Catheter-meatal junction. Bacteria enter the bladder from periurethral contamination at time of catheter insertion or later due to capillary action.3 Periurethral bacterial colonization has been found to be an important risk factor in both men and women; however, extra-luminal migration at the catheter-meatal junction is thought to occur more frequently in women, due to their short urethra.3,30 Nursing procedure manuals recommend washing the perineal area thoroughly with soap and water before the sterile catheterization procedure begins; in practice this is not routinely done unless the patient has fecal incontinence. This important step should not be omitted.

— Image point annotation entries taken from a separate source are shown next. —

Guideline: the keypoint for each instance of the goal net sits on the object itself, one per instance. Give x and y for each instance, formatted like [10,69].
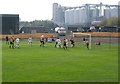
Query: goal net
[78,34]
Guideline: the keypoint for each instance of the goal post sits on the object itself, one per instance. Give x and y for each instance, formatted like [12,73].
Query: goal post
[83,34]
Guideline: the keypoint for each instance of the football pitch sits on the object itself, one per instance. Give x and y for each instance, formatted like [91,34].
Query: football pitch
[50,64]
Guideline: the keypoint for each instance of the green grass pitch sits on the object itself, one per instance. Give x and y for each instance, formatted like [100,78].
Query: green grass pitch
[50,64]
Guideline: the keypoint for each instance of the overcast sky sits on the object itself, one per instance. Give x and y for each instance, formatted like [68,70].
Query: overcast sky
[30,10]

Insertion of an indwelling catheter is a sterile procedure and strict aseptic technique should be followed. Either a 10% povidone iodine or 1% to 2% aqueous chlorhexidine solution can be used to clean the meatus and surrounding area.8 Although routine perineal care is recommended, catheter manipulation should be avoided because it is thought to contribute to bacterial migration into the bladder around the catheter-meatal junction.8 At one time, scheduled meatal care was considered to be effective and necessary after catheter insertion; however, studies have not demonstrated that meatal care with soap, water, povidone iodine, or antibacterial ointments or creams decreases the incidence of CAUTI.8 Petrolatum-based creams or ointments can degrade latex catheters and should be avoided.
Catheter drainage bag tubing connection. Maintaining a closed drainage system has been found to be key in preventing CAUTI.3 Studies have shown that bacteriuria occurs within 4 days when open systems are used compared to 30 days when a closed system is used.3,31 Nurses should select catheter kits that have the catheter preconnected and sealed at the catheter-drainage bag junction.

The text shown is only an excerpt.